Total Tayangan Halaman

Selasa, 05 Oktober 2010

Plesetan:Kritikan Dadi Gojlokan.

Plesetan bukanlah sekadar humor atau lawakan. Ia adalah sisi lain dari politik negara terhadap bahasa nasional yang telah begitu lama menjelajah dalam kehidupan sehari-hari warga biasa. Dalam plesetan, kita akan menemukan cara pandang rakyat biasa terhadap persoalan sosial politik di sekitarnya, yang mereka ungkapkan dalam bentuk permainan bahasa. 
Segala hal yang berbau plesetan pernah sangat populer pada pertengahan tahun 1990-an, tahun-tahun ketika isu politik—khususnya isu tentang suksesi—mulai memanas, tahun-tahun menjelang jatuhnya sebuah rezim, juga di wilayah bahasa. Beberapa tayangan humor dan lawak yang ditayangkan di televisi tak lagi mengandalkan slapstick, melainkan mulai menggunakan gaya plesetan. Pada saat itu, tentu saja yang banyak menjadi sasaran plesetan adalah isu-isu politik, meski ini dilakukan dengan begitu kabur dan diam-diam. Jadinya, dalam plesetan ini kita dapat menemui ungkapan ketidakpuasan dan frustasi masyarakat terhadap kekuasaan yang sifatnya sangat menonjol.
 Plesetan menjadi semacam peradaban yang berkembang luas dalam masyarakat Jogja.Hubungan antara plesetan sebagai subkultur dan Jawa sebagai kultur,dapat dianalogikan sebagai hubungan antara hubungan sosial masyarakat dan subkulturnya yang beraneka ragam,Karena hubungannya yang demikian, maka untuk memahami hakikat  plesetan Jogja, tidaklah mungkin melepaskannya dari sosiologisme humor masyarakat Jawa.
Manusia Jawa memiliki mekanisme unik dalam merespons ketidakadilan sistem sosial dan ekonomi yang silih berganti diproduksi berbagai penguasa yang ada.Semuanya itu kemudian menjadi bentuk oposisi simbolik yang bersifat kultural dalam masyarakat Jawa.

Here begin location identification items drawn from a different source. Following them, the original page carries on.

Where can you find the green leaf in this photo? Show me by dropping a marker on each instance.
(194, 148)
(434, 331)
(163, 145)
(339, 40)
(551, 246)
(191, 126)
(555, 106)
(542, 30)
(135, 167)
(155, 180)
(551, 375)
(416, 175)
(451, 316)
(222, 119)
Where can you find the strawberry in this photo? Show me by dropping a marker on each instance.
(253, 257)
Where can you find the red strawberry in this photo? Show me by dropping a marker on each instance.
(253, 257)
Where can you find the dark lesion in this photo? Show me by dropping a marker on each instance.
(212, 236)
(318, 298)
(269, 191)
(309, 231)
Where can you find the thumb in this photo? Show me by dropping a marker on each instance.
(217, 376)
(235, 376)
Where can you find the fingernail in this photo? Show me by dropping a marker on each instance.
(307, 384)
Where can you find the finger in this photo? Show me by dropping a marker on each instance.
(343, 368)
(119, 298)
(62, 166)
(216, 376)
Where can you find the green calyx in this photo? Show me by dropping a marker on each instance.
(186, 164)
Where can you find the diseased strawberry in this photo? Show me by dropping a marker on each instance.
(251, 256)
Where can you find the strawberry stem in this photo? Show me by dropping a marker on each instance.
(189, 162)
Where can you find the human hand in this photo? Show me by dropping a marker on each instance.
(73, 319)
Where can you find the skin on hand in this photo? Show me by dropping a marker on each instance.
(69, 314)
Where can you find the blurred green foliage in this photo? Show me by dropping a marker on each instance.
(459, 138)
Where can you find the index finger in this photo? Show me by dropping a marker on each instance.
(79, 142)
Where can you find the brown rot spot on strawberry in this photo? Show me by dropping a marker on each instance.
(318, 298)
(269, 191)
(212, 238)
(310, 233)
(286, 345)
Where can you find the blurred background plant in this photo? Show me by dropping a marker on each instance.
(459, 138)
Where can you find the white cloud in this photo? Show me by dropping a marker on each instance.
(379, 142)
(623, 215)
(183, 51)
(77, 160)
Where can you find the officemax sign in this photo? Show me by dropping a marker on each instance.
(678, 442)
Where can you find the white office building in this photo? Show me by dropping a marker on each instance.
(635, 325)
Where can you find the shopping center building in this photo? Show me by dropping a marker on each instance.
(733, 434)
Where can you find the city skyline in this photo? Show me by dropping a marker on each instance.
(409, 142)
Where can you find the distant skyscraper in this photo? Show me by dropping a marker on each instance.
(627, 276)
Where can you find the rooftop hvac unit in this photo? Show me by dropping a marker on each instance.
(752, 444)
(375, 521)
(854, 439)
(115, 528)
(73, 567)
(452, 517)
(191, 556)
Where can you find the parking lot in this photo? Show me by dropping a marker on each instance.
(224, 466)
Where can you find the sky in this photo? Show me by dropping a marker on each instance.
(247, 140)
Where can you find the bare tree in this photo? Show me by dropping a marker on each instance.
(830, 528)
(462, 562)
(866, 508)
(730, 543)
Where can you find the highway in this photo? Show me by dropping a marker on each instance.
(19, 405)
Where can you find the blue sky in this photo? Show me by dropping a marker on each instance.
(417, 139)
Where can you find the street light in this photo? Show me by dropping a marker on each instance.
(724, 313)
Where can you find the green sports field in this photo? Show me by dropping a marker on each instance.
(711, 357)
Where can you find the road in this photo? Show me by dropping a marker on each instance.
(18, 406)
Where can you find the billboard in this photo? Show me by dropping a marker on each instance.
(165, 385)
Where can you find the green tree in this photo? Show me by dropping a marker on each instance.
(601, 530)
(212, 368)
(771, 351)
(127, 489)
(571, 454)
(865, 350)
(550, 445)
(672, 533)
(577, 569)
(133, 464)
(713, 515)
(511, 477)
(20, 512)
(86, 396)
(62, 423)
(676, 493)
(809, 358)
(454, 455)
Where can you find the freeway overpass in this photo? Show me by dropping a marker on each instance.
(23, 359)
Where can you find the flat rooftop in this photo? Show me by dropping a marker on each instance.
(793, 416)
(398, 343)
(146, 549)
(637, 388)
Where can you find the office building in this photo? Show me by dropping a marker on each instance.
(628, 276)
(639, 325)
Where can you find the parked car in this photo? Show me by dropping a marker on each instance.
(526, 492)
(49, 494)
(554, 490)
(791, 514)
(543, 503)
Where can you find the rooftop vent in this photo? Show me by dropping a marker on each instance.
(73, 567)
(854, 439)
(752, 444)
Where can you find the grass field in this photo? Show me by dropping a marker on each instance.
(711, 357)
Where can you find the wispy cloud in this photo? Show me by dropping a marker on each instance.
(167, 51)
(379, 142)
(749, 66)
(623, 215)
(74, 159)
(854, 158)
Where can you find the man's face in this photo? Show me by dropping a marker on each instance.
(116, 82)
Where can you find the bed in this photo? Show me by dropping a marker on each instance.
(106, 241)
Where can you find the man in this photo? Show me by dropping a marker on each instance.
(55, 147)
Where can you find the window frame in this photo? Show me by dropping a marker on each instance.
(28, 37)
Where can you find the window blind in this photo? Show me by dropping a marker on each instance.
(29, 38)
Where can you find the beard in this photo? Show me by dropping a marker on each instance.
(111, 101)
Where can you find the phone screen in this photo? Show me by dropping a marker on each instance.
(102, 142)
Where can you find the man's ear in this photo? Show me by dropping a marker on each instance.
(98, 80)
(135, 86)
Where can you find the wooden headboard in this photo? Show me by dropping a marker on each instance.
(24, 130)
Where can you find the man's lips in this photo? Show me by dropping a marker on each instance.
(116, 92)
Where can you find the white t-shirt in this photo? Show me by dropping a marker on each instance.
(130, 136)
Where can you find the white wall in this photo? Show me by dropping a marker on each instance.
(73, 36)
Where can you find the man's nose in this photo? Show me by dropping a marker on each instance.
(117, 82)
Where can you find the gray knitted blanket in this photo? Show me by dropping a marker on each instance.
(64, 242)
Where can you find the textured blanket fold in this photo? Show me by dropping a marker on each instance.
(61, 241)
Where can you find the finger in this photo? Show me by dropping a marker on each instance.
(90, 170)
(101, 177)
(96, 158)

Humor bisa jadi adalah manifestasi dari kenyataan pahit atas ketidakadilan yang dalam banyak kasus justru bisa sangat kronis keadaannya. Bahkan plesetan secara halus merupakan bentuk perlawanan secara simbolik.

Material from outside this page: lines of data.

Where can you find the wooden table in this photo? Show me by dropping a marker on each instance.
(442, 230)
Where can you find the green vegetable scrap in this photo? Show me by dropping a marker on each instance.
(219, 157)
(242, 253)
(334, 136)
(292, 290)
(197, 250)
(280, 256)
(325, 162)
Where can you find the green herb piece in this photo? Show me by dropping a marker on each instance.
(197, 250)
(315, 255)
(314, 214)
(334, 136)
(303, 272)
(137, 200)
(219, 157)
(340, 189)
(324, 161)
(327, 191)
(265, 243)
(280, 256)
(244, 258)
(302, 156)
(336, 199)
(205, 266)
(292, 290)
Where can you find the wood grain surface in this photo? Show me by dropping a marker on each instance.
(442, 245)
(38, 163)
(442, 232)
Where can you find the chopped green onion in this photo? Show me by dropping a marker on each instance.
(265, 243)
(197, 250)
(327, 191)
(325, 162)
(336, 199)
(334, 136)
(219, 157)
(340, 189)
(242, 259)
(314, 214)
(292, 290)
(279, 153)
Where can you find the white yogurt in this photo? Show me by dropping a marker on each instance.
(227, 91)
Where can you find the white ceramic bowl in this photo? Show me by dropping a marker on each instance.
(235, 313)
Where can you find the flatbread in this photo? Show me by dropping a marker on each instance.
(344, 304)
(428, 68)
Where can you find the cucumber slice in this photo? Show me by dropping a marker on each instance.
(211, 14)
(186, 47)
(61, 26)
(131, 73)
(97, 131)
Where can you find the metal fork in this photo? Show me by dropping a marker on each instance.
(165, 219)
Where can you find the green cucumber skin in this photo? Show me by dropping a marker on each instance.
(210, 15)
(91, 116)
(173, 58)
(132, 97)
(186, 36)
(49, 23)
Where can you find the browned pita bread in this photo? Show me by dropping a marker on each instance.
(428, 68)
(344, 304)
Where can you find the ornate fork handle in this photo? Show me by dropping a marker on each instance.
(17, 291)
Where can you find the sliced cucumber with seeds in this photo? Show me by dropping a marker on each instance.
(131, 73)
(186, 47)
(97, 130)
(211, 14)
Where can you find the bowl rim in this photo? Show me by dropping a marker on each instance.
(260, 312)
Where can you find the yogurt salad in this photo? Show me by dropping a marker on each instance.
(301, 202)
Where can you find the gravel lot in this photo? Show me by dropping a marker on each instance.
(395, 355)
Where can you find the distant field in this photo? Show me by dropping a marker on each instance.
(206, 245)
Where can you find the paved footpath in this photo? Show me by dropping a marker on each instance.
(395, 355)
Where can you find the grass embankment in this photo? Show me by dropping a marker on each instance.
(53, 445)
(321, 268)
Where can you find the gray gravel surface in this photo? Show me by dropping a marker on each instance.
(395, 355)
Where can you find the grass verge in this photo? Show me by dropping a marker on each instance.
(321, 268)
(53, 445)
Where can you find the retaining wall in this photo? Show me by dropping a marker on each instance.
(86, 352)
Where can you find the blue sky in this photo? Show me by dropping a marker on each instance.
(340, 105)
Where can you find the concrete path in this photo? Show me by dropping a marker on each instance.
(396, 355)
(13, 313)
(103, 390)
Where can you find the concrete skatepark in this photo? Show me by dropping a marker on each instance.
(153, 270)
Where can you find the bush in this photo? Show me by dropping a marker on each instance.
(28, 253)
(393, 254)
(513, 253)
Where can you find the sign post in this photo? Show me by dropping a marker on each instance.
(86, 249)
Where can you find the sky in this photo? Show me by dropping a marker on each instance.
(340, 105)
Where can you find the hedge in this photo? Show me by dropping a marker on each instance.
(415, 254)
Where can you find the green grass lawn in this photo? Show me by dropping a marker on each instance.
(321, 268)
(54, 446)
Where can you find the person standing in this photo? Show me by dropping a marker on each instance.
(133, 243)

Kemahiran orang Jogja bermain dalam plesetan antara lain disebabkan karena budaya mereka yang senang berdebat,senang tampil unik(out of the box),dan kesenangan suatu komunitas yang senang mengobrol dan humor.
Selain itu ada karakter2 khas yang yang selama ini merupakan karakter orang Jawa,orang Jawa adalah orang yang tidak suka konfrontatif,tidak suka berterus terang dan mengutamakan harmoni.Jika tidak suka akan sesuatu,orang Jawa cenderung menyampaikannya dengan cara halus,menghindari konflik dan mengutamakan harmoni.Karena itu biasanya kritik disampaikan dengan "cara yang halus",dan humor adalah salah satu alat yang efektif.

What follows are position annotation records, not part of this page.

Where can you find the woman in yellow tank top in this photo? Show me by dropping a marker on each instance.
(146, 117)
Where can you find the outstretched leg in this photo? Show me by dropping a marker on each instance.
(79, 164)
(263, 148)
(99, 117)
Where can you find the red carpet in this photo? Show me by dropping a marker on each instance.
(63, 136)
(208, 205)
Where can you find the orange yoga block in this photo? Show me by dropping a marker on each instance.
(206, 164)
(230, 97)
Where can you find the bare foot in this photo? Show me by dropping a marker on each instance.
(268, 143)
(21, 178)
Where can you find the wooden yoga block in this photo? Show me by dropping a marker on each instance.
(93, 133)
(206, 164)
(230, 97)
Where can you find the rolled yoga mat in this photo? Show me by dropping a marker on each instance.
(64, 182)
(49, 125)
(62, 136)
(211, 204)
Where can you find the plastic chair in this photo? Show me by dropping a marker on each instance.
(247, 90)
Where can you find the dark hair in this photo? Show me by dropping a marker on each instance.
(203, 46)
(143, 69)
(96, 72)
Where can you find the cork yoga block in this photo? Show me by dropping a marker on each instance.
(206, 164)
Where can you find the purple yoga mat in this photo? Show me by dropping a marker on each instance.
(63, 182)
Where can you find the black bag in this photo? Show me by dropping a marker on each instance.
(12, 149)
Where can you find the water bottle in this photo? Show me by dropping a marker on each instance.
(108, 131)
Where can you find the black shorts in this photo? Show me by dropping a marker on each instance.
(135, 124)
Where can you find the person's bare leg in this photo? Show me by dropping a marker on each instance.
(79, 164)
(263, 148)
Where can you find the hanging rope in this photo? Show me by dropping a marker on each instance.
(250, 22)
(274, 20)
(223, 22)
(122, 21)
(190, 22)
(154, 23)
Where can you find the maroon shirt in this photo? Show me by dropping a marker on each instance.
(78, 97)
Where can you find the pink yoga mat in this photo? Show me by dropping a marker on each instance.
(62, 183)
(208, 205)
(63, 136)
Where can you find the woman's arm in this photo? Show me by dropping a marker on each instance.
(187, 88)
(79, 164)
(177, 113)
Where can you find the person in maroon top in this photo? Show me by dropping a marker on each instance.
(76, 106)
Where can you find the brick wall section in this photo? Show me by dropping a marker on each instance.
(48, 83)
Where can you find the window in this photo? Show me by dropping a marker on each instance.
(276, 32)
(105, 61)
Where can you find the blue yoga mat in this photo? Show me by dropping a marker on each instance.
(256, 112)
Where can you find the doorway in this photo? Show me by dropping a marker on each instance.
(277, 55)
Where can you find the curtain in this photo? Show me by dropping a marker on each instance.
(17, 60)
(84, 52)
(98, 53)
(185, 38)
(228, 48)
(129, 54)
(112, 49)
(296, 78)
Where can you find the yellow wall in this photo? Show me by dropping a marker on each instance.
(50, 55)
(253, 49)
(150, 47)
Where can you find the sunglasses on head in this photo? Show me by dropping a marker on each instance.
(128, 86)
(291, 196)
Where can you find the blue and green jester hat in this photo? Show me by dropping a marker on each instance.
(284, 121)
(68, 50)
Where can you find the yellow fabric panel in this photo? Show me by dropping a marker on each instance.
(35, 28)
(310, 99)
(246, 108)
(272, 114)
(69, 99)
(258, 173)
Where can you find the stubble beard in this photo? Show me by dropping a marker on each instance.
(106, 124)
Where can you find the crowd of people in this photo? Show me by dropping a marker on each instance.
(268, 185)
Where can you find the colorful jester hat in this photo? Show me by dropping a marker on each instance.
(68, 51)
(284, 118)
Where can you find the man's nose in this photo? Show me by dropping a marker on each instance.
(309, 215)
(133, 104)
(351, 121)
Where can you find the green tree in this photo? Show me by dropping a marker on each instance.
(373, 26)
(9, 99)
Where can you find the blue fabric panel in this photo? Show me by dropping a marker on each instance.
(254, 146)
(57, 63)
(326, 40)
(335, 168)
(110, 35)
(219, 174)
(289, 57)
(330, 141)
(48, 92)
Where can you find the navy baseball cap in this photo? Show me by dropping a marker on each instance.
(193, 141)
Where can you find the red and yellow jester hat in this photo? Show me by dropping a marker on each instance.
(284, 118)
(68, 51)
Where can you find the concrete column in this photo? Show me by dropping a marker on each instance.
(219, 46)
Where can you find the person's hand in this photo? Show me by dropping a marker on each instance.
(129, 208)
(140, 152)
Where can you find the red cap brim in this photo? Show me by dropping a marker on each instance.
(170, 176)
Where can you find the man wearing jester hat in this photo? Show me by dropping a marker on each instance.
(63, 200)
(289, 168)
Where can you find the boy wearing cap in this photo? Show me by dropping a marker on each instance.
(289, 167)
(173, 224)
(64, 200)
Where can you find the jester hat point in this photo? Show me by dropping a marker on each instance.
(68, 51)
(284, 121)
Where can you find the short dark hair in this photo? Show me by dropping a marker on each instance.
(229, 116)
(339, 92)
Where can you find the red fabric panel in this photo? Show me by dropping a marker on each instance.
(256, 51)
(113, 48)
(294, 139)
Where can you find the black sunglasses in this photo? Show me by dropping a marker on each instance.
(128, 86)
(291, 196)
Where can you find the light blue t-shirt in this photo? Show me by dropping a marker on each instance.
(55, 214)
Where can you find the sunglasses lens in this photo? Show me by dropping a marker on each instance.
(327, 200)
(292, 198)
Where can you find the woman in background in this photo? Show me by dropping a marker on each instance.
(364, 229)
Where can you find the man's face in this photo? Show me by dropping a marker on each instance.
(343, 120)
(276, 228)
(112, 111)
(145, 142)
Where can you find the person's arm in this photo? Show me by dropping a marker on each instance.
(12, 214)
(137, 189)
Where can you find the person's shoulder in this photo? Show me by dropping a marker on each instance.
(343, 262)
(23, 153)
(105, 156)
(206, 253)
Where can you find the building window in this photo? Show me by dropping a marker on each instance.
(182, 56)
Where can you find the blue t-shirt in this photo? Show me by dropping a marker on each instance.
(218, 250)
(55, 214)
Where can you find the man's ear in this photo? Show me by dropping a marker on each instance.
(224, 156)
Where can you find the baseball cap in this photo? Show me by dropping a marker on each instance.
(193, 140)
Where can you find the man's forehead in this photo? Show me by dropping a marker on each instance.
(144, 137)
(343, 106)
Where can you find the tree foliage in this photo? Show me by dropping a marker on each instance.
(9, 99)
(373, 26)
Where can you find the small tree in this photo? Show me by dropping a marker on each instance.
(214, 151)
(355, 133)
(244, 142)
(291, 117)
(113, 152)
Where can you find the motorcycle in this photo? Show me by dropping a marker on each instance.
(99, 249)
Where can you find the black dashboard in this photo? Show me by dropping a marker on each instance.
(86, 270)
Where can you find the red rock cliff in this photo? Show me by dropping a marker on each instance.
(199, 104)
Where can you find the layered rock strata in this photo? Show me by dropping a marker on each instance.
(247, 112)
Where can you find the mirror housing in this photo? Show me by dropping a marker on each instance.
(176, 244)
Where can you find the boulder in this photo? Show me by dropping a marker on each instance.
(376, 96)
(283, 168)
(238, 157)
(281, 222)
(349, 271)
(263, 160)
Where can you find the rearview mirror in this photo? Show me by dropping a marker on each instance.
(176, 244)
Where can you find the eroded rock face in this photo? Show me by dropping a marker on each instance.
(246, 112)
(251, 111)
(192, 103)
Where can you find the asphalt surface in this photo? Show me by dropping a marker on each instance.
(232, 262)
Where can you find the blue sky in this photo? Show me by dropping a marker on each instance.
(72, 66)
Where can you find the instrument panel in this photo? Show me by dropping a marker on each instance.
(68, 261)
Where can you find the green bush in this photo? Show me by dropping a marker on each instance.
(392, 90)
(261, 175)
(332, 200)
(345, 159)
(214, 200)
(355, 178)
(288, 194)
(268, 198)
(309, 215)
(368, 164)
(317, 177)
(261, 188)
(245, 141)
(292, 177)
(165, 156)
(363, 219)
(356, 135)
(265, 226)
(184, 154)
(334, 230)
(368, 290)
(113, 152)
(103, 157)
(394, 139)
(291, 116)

Plesetan Jogja yang kritis juga disebabkan hadirnya beragam mahasiswa dari berbagai daerah di Indonesia, bahkan dari luar negeri. Para mahasiswa menjadi genesis sendiri dalam gerakan sosial di Jogja. Mereka bukan warga Jogja, tetapi secara substansial, mereka selalu memperjuangkan hak-hak masyarakatJogja. Mereka telah menjadi metamorfosis yang telah menyatu dalam denyut nadi Jogja. Mereka menuangkan plesetan  melalui media graffiti di tembok jembatan hingga kamar kecil, kaos oblong politik karikatur, dan lainya. Simbol perlawanan lewat plesetan yang disuarakan mahasiswa bukan sekadar untuk mengkritik kebijakan lokal Jogja, bahkan sampai tingkat nasional sekalipun tak luput dari kritik mereka.
 Bahkan, mahasiswa luar ini memerlukan kemampuan untuk bisa bermain plesetan agar dapat diterima di kalangan mahasiswa “tuan rumah”. Tanpa mengetahui arti kata-kata yang terlontar selama permainan plesetan berlangsung, seseorang tidak akan dapat masuk ke dalam suasana akrab yang tercipta,kemahiran dalam plesetan kemudian menjadi salah satu modal yang penting bagi masyarakat Jawa dan para pendatang untuk tetap menjaga kedekatan dan keakraban satu sama lain.
Plesetan dan humor lainnya ternyata bukan sekedar ngguyu (tawa), melainkan sebuah simbol melawan atas segala sesuatu di luar kita,yang kadang-kadang tidak dapat kita jawab,apapun bentuknya.